Sweeney Todd is a 19th century London barber who is unjustly exiled by a corrupt judge who lusts after the tradesman’s beautiful wife. The judge rapes the wife, then adopts Todd’s daughter. The barber returns, establishes his tonsorium above a meat pie shop, and focuses on literally obtaining his pound of flesh with the assistance of the meat pie shop owner, Mrs. Lovett, whose weak moral sense is quickly compromised by her love of profit and lust for Sweeney.

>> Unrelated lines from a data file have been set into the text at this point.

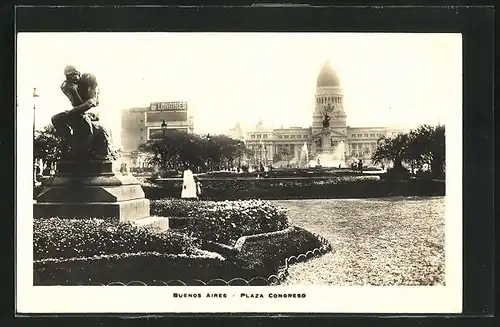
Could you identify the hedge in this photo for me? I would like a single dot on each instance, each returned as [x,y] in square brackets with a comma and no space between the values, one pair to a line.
[73,238]
[267,255]
[266,189]
[223,222]
[149,268]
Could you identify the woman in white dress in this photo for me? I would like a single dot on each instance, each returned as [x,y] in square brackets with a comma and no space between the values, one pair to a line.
[188,185]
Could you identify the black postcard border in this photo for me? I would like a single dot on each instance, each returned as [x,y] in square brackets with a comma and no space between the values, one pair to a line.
[476,24]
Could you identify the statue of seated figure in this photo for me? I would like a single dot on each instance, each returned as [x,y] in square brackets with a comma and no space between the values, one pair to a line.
[86,139]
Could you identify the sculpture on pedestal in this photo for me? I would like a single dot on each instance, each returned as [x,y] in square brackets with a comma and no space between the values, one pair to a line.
[86,139]
[326,121]
[85,184]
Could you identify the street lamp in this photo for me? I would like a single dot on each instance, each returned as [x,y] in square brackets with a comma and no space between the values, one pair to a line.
[208,161]
[163,127]
[35,95]
[239,153]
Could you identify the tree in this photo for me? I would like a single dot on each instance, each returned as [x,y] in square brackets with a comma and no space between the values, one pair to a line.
[393,150]
[425,145]
[428,147]
[172,149]
[47,145]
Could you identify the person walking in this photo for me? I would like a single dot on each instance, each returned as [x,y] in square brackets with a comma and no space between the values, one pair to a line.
[188,184]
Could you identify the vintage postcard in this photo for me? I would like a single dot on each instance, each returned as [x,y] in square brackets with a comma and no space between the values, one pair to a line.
[239,172]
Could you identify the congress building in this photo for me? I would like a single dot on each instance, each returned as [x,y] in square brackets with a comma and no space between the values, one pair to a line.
[328,142]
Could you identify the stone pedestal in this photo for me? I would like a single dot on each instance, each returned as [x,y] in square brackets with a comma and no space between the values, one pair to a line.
[91,189]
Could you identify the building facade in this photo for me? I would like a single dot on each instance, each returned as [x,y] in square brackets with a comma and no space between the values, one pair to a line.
[289,146]
[139,125]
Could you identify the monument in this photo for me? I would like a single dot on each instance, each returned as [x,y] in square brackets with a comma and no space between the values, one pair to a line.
[330,152]
[85,184]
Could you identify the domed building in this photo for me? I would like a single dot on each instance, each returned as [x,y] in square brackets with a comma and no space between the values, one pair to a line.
[328,142]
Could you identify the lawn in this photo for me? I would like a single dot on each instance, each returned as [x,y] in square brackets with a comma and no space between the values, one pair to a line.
[388,241]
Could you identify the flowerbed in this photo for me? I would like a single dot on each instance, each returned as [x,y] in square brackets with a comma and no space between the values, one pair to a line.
[145,268]
[267,255]
[225,221]
[319,188]
[70,238]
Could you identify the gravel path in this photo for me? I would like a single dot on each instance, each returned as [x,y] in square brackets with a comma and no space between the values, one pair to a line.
[389,241]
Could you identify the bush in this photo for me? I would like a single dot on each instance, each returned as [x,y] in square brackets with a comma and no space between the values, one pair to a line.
[267,255]
[319,188]
[68,238]
[226,221]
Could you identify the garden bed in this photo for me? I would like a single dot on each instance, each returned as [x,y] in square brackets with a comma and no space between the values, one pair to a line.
[269,189]
[245,242]
[223,222]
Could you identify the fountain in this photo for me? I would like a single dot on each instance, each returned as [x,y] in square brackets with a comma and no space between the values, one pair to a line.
[333,156]
[304,156]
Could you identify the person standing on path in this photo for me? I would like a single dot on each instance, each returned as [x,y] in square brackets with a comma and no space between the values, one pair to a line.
[188,184]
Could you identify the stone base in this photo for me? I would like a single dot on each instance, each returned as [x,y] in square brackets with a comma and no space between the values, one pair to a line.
[160,222]
[91,190]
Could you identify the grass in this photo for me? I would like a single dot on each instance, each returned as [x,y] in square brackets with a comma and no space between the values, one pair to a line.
[389,241]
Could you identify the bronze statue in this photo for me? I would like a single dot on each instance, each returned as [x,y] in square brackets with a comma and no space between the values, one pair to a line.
[85,138]
[326,121]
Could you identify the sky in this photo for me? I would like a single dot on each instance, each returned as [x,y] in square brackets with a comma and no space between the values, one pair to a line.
[388,79]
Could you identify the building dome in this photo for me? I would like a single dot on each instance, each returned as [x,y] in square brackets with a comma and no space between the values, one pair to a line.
[327,76]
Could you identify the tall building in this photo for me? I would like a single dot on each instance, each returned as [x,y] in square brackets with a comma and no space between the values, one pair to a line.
[329,141]
[143,123]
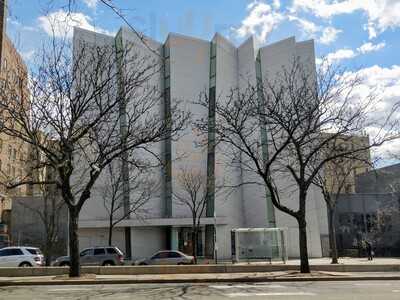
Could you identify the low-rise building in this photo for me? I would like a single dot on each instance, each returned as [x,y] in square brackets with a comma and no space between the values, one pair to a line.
[193,66]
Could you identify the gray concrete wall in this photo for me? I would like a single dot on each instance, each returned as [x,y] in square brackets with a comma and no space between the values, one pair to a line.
[362,217]
[27,227]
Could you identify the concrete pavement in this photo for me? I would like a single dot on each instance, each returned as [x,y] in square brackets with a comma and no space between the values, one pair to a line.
[367,290]
[285,276]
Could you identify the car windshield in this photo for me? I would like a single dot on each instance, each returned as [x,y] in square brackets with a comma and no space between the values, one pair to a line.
[85,252]
[34,251]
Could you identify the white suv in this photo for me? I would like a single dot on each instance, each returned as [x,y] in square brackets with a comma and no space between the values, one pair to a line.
[21,257]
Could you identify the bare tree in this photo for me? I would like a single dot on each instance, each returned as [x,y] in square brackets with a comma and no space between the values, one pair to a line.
[191,192]
[333,181]
[294,112]
[141,190]
[49,211]
[97,104]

I have to admit that, initially, I was a bit reluctant to attend this show, based on the dark and violent subject matter. However, Sierra Stages withholds the visible bloodletting, instead delving into the consuming obsession of the main character. And unlike some slasher thrillers, this production avoids a simplistic view of vengeance, instead examining the characters’ emotional and psychological depths, so that Sweeney Todd is understood as a victim as well as a perpetrator.
Although the tale sounds bleak, it is offset by a number of humorous interjections and songs, as when Mrs. Lovett sings “A Little Priest,” which jauntily sets the idea of using human flesh in meat pies to a waltz tune in three-four time. Or the amazingly versatile barber chair and slide used by Todd to dispose of his victims — the audience applauded when it was first demonstrated. Kudos to its designer!

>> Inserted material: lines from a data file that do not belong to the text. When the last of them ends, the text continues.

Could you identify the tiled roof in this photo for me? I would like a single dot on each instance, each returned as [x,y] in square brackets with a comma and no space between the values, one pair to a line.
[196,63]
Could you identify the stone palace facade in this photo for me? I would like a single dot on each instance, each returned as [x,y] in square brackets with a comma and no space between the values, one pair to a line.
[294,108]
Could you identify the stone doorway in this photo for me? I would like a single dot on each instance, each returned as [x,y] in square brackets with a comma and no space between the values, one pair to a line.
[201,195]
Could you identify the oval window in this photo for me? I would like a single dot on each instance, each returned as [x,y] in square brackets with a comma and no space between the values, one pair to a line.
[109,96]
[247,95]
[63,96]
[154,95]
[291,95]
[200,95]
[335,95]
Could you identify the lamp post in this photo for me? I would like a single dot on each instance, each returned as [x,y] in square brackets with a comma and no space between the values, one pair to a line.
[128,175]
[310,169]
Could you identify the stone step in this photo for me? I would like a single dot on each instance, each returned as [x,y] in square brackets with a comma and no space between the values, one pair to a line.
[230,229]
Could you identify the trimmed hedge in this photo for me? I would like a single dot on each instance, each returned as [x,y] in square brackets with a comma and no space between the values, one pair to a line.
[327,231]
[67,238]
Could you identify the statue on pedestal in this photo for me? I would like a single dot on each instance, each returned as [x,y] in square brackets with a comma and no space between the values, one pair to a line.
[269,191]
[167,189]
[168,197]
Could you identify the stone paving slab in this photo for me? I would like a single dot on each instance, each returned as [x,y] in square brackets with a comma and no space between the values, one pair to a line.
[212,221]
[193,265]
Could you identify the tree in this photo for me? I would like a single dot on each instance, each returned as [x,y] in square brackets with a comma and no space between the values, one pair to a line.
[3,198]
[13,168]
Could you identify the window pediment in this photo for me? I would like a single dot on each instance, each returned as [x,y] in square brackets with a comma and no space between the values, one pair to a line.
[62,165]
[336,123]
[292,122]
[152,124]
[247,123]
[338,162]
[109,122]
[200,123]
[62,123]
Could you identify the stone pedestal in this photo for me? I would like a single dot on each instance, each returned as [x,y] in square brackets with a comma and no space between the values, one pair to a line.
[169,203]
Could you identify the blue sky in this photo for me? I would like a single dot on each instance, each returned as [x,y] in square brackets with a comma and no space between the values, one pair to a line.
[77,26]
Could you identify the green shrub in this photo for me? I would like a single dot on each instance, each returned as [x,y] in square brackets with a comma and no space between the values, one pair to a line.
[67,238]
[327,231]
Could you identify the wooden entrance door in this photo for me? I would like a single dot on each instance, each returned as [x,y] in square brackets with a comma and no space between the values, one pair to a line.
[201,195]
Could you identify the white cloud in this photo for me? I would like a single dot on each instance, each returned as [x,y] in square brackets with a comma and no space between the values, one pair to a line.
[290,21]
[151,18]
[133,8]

Because less than 20% of the show is spoken (the rest is sung-through), I suggest that if you don’t know the story, you might want to read a synopsis or the libretto so that you don’t miss the story’s nuances.
Everyone in the large cast is exceptional: Micah Cone as the chilling Sweeney Todd, Sara Noah as the conniving Mrs. Lovett, Robert Merchant as the virtuous sailor Anthony; Rebekah Martino as Anthony’s naïve inamorata Johanna, Robert Rossman as the lecherous Judge Turpin, Trish Adair as Turpin’s slimy servant The Beadle, Heidi Grass as the crazed Beggar Woman, Casey Burke as Todd’s competitor Pirelli, and Christi Colombo in an amazing trouser performance as Tobias, the pie shop assistant. The vocal prowess, acting and dancing of the outstanding ensemble were first-rate.
Production values were superb. Robert Rossman used his terrific talents to both direct the production and act in it. Ken Getz, as musical director and conductor, did an exemplary job leading his sizeable band, seated at the back of the stage, in Sondheim’s complicated music. Adding depth to the entirety was the visually fabulous and functional set by Teresa Shea, gorgeous costumes by Paulette Sand-Gilbert, atmospheric lighting by Erin Beatie and Devin Cameron Jewett, and expressive sound by Greg Cameron.
I’ve said this before about select productions, but it definitely needs to be said about “Sweeney Todd” — you must not miss this show! Even the somewhat squeamish — like me — will wildly applaud, as did the appreciative audience on opening night. Performances continue at the Nevada Theater through Aug. 6.
Hindi Greenberg had, years ago, seen a very bloody version of “Sweeney Todd,” starring Angela Lansbury, which gave her the creeps. So, she appreciated Sierra Stages’ decision to withhold the gore so she could focus on the story, music, performances and production values.